There is nothing worse for a parent then finding out that they have a health condition that will prevent them from fully being there for their children. Whether the result of an accident, surgery, or chronic illness, when you’re in pain on a consistent basis, the ability to be the nurturer, provider, and supporter is altered. Understandably, it can make parents feel angry, frustrated, sad, depressed, and even guilty. Though it is true you’ll need to alter your lifestyle to accommodate your health, it is also true that you can still be a great parent to your children.
Don’t Turn to Substances
When you’re unable to be 100 percent for your family, it’s only natural to want to do something to make things right. The burning urge to want to take more of your opioid prescription to feel better or turning to recreational drugs and alcohol to numb your own feelings so you can put your attention on your family is very common. It may provide some temporary resolve, but the truth is it can lead to a horrible cycle of addiction.
Even those who do seek treatment for opioid addiction have a hard time as some of the remedies prove to be ineffective. For example, the antidote to fentanyl known as Narcan has been proven not to be as effective on some recovering patients. This could mean needing longer rehab treatment and limits the time you can be there for your family. So, turning to substances like prescription drugs, street drugs, or alcohol is never the answer. If you’re afraid you are suffering from substance abuse or addiction, however, it is ideal that you find a facility that offers a sober living for women and/or men.
Talk to Your Kids
Being open and honest with your children (as they can comprehend it, anyway), is the most effective way to parent with chronic pain. Your children know that something is wrong because things have changed, but it’s up to you to tell them the details, how it may impact their lives, and to listen to their feelings. Opening up about your diagnosis, your limitations, and the changes it will have on the family makes it easier for everyone to process their emotions and be on the same page.
Enlist Some Help
Though you’re in pain your children still need to be cared for and the house still needs to be maintained. Asking for help doesn’t make you hopeless or weak, but instead lets friends and family know that you trust them and are willing to rely on them to help raise your children. Don’t be afraid to ask for volunteers to watch the kids, attend their events, do chores around the house, or even just to be a foundation of support to you emotionally. Since you want to keep the children’s schedule as normal as possible, asking people your kids love being with to help out helps them to get through the emotional effects of your chronic pain and condition.

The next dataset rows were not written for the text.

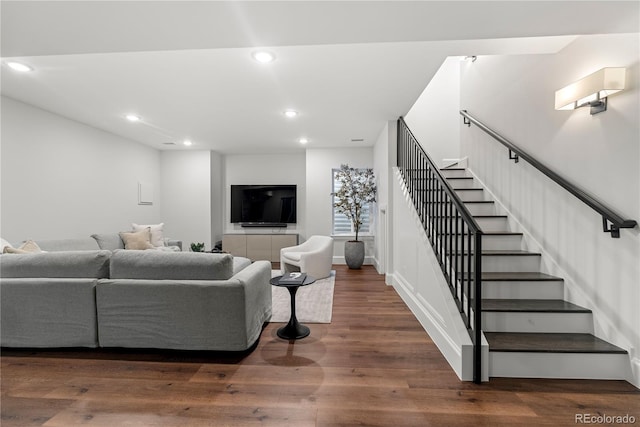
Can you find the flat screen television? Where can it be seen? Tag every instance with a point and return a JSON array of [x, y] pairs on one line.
[[263, 205]]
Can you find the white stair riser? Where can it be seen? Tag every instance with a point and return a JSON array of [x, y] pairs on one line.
[[493, 224], [507, 243], [559, 365], [523, 290], [537, 322], [481, 208], [451, 172], [470, 195], [509, 264], [490, 242], [462, 183]]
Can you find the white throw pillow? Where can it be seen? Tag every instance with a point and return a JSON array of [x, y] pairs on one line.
[[4, 244], [137, 240], [157, 238]]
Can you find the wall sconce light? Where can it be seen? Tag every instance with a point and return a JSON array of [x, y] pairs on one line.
[[592, 90]]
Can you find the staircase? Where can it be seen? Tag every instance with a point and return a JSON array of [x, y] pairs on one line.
[[531, 330]]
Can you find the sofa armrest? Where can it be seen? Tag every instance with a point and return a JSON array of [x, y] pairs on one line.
[[185, 314], [255, 279]]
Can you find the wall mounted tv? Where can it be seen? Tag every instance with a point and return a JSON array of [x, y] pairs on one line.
[[263, 205]]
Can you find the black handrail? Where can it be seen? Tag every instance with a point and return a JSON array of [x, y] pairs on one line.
[[611, 221], [453, 233]]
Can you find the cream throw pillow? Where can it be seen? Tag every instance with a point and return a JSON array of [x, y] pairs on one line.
[[28, 247], [137, 240], [157, 238]]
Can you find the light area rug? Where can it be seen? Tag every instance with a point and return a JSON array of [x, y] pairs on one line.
[[314, 303]]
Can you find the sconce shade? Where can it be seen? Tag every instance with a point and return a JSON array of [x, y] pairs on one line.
[[592, 88]]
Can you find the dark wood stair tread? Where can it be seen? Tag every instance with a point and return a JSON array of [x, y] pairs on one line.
[[502, 252], [531, 306], [549, 343], [529, 276]]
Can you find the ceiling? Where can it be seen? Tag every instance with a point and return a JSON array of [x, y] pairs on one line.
[[186, 67]]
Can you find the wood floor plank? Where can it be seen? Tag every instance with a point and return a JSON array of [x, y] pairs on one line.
[[373, 365]]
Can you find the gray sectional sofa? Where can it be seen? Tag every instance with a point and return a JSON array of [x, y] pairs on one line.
[[95, 297]]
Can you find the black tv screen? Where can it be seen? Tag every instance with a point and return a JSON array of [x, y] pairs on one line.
[[263, 204]]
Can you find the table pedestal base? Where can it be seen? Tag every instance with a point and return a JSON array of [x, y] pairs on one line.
[[293, 330]]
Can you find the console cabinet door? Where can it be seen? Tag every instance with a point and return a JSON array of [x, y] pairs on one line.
[[281, 241], [259, 247], [235, 244]]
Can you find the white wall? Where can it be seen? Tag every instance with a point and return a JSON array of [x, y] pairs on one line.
[[515, 96], [417, 277], [384, 159], [247, 169], [186, 191], [217, 197], [320, 162], [62, 179], [434, 118]]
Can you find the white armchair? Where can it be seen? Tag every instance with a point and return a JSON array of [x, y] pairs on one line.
[[313, 257]]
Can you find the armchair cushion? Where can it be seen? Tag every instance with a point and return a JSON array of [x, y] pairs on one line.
[[313, 257]]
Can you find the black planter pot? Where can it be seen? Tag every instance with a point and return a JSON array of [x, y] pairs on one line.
[[354, 253]]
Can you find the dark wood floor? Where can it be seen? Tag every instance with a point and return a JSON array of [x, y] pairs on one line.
[[373, 365]]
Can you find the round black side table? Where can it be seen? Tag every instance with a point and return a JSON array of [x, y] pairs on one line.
[[293, 330]]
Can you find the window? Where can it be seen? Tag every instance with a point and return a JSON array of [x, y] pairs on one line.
[[342, 224]]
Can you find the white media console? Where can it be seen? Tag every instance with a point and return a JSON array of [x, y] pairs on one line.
[[258, 246]]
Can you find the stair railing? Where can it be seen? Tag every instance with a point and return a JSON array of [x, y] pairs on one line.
[[453, 233], [611, 221]]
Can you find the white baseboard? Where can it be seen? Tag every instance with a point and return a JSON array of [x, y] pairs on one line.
[[635, 372]]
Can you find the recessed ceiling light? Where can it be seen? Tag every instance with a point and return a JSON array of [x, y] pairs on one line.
[[18, 66], [263, 57]]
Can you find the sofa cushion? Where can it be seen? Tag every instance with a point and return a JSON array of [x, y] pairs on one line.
[[109, 241], [63, 264], [137, 240], [170, 265], [28, 247], [79, 244]]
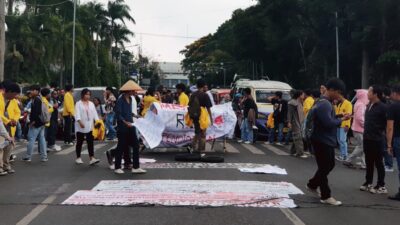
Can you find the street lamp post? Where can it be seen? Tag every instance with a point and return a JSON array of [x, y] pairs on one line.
[[73, 46]]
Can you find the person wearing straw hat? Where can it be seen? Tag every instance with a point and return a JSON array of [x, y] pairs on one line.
[[126, 132]]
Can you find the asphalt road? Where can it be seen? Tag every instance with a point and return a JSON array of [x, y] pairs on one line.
[[33, 194]]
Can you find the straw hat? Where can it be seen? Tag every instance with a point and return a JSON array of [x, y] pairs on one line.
[[130, 86]]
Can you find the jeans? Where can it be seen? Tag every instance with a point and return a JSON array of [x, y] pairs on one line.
[[387, 158], [342, 140], [33, 134], [110, 125], [325, 157], [396, 151], [278, 127], [80, 137], [51, 133], [126, 140], [359, 149], [374, 158], [247, 131], [67, 129], [18, 134], [298, 145]]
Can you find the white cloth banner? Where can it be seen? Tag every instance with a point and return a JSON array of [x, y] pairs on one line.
[[267, 169], [164, 125], [188, 193]]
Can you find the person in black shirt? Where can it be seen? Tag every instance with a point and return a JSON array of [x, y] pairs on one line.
[[280, 116], [374, 128], [199, 140], [249, 117], [393, 131], [36, 127]]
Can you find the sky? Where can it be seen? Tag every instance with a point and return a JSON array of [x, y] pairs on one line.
[[186, 20]]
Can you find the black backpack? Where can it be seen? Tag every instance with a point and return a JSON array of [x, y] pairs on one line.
[[194, 107]]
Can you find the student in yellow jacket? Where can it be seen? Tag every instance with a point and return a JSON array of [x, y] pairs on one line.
[[342, 108], [68, 114], [148, 100], [183, 99]]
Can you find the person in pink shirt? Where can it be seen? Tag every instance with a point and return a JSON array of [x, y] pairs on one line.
[[358, 128]]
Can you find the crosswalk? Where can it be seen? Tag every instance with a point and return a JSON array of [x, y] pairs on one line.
[[230, 148]]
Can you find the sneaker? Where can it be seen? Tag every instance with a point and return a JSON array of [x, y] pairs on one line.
[[395, 197], [331, 201], [313, 191], [378, 190], [94, 161], [109, 157], [57, 148], [78, 161], [10, 171], [389, 169], [26, 159], [119, 171], [138, 171], [366, 187]]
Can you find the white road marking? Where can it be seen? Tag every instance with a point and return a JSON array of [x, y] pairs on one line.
[[292, 217], [253, 149], [39, 209], [275, 149], [230, 148], [96, 147]]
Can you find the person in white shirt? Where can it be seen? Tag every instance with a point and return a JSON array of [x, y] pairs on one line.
[[85, 116]]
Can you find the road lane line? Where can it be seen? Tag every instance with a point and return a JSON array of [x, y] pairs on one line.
[[253, 149], [230, 148], [275, 149], [39, 209], [96, 147], [292, 217]]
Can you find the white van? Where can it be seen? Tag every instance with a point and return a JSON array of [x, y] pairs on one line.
[[261, 90]]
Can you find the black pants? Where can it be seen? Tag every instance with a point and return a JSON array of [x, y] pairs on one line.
[[127, 139], [51, 133], [67, 129], [374, 158], [325, 157], [89, 140]]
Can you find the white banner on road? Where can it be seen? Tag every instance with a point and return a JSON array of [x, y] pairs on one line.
[[188, 193], [164, 125]]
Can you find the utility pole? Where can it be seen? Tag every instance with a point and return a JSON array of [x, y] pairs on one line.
[[73, 46], [337, 46], [2, 37]]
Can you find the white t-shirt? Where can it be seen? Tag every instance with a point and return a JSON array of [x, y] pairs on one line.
[[87, 114]]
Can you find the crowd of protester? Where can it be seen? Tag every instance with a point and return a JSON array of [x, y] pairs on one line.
[[316, 121]]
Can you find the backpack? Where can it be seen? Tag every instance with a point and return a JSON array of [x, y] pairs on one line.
[[194, 108], [44, 115], [308, 126]]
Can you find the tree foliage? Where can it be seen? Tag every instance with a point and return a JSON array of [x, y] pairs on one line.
[[294, 41]]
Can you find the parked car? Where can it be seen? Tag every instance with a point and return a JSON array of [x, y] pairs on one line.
[[261, 90]]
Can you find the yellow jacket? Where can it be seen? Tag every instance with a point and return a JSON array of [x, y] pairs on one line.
[[147, 101], [344, 108], [183, 99], [99, 133], [14, 113], [69, 105], [49, 108], [3, 109], [270, 121], [308, 104]]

Quality Time is Imperative
You may not be able to chase the kids around the house, play sports at the park, or go shopping at a mall for hours due to your chronic pain, but that doesn’t mean that you should eliminate the need for quality time. Spending time with them let them know you’re still there when they need you and helps to strengthen the parent-child relationship. Find things to do indoors like watch movies, play board games, or video games. On your good days, try to plan something special where you’re a bit more active and not in as much pain.
Take Care of You
Parents seem to forget this tidbit all the time, but it’s very important – take care of you. If you start to allow the guilt, emotional distress, and physical pain to get the best of you, it will only lead to other health problems and more issues for you and your family to cope with. Make sure you’re getting enough rest, following up on doctor’s appointments, finding things that bring you peace, eating a well-balanced diet, and exercising when you can. Seeing you in good spirits and otherwise good health, your children will find the resilience needed to get through this ordeal (which of course gives you the inspiration to push forward as well)
There are a lot of challenges a parent suffering from chronic pain will have to overcome. The debilitating pain can leave you physically and emotionally overwhelmed. Though you may feel guilty as if your condition makes it difficult for you to be a good parent, the truth is it won’t. If you talk to your children, get help from friends and family, spend quality time with your kids, and take care of yourself, you can love, support, and provide for your children just as you always have.